Тем более у меня уже есть хорошая лётная пенсия, с голоду не пропаду. Да ещё и Кристина, молодая женщина, дочь моего бывшего командира МИ-6, Юрия Петровича, который в своё время меня учил летать. Тем более, у Кристины двое детей, если её сократить, то где она в нашем маленьком городе работу найдёт.
Поэтому решение может быть только одно. Я ухожу, а Кристина остаётся. Даст бог, ей хоть что-нибудь будут доплачивать за «совмещение», если Сыктывкар не захочет взять мои функции на себя.
Серёга вздохнул с видимым облегчением: «Саня, ты без обид?!». Ну какие могут быть обиды. Поработал, пора и честь знать. Только я попросил Серёгу, чтобы он поспособствовал, как лётный директор, пусть со мной расстанутся по-человечески. Он обещал. И всё выполнил. Мне позвонил начальник отдела кадров нашего АО «Комиавиатранс». Мы договорились, что я напишу в отделе кадров нашего отряда заявление – «уход по обоюдному согласию», мне выплатят деньги и компенсацию за неиспользованный отпуск. Мой завершающий день работы, согласно заявлению – 30 июня 2022 года.
Всё так и получилось. Подписал кучу бумаг, собрал подписи в обходном листе, передал по описи все материально-технические ценности (компьютер, монитор, клавиатура, факс, принтеры, сканер, ксерокс, телефоны в обоих кабинетах и мобильный), которые числились на мне. И 30 июня мне в отделе кадров под роспись отдали на руки трудовую книжку, которую завели на меня в октябре далёкого 1978 года. Вечером того же дня, 30 июня, на мою зарплатную карту перевели все деньги до копейки. И расчёт, и задолженность по отпускам.

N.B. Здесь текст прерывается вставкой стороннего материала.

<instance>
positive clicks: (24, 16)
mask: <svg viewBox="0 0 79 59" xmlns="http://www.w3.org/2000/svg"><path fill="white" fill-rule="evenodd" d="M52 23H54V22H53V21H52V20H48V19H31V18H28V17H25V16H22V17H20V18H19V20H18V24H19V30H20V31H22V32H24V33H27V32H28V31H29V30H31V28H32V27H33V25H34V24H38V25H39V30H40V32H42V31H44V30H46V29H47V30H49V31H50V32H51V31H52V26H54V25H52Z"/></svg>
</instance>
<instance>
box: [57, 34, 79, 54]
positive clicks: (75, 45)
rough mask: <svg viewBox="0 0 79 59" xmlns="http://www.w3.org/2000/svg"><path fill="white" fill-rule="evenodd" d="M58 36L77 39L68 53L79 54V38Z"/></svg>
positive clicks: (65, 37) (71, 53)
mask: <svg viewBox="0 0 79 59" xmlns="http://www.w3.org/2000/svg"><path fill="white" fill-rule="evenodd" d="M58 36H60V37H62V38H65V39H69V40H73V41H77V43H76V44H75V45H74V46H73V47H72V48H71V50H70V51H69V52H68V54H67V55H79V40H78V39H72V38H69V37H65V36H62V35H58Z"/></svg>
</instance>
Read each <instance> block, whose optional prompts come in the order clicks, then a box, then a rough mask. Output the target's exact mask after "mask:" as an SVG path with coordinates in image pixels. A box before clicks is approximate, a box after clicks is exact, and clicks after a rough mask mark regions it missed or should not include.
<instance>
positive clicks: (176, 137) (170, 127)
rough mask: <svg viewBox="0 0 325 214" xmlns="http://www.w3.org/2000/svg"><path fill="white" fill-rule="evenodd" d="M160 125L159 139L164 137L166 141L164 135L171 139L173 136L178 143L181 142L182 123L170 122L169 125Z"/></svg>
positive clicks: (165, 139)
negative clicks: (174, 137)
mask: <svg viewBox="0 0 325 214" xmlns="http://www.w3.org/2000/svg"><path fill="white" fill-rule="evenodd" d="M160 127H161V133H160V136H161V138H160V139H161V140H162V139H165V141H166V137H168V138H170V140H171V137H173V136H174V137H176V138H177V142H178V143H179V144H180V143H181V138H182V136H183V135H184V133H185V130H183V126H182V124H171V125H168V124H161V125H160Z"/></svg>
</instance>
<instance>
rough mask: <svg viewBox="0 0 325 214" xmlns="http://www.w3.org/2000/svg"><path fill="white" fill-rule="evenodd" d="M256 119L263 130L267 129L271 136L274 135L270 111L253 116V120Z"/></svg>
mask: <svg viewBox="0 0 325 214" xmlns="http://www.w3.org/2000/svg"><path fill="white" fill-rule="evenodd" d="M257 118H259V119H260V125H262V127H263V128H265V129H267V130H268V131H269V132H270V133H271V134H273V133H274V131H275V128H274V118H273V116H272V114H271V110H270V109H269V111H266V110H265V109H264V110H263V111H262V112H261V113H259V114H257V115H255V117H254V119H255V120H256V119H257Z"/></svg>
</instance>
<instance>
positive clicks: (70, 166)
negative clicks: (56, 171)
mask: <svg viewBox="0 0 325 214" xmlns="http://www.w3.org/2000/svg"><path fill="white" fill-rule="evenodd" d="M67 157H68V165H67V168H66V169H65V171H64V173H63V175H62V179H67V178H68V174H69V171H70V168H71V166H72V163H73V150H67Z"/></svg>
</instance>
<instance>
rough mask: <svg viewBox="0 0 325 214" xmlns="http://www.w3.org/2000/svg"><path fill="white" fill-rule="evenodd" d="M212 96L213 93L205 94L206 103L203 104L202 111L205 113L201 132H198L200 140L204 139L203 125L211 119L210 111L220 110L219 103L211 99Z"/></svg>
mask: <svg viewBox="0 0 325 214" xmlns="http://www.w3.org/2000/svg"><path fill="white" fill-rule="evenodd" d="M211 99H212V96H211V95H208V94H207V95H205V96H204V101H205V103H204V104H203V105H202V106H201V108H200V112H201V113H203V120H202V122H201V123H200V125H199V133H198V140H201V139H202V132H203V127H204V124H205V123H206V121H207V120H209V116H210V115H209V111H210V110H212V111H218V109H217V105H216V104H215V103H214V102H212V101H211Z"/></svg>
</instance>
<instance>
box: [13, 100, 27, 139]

Я попрощался в лётном отряде с людьми. А чего там прощаться, их всего двое было в отряде на тот день. Начальник штаба – Серёжа Назаров и Оксана – помощник командира эскадрильи, она ведёт табеля рабочего времени экипажей. Отдал ключи от обоих своих кабинетов, телефон, зарядное устройство начальнику штаба, сказал: «До свидания!», и пошёл вниз. Вышел на привокзальную площадь, посмотрел на здание аэропорта Печора, в котором проработал долгие годы и пошёл с площади домой. Велел себе не оглядываться. Но всё-таки не удержался и оглянулся напоследок от кустов черёмухи возле автобусной остановки. Глянул, вздохнул и пошёл, уже не оборачиваясь. А в голове мысль: «Вот и окончен твой роман, Саня, с Коми авиацией длиною в сорок три года и девять месяцев!». А если с училищем считать, то все сорок пять лет и десять месяцев. Почти сорок шесть лет жизни! И так себя жалко стало, что я подумал: «А не всплакнуть ли мне возле сосны, что напротив нашей котельной? Саня, ты охренел?! Какие слёзы? Что, кто-то помер? Нет! Ну и не хрен тут рассусоливать! Давай, шагай домой, не оглядываясь. Жизнь на этом не кончается. Летим дальше!».
И пошёл, потихоньку. А и правда, никто пройденного пути у нас не отберёт.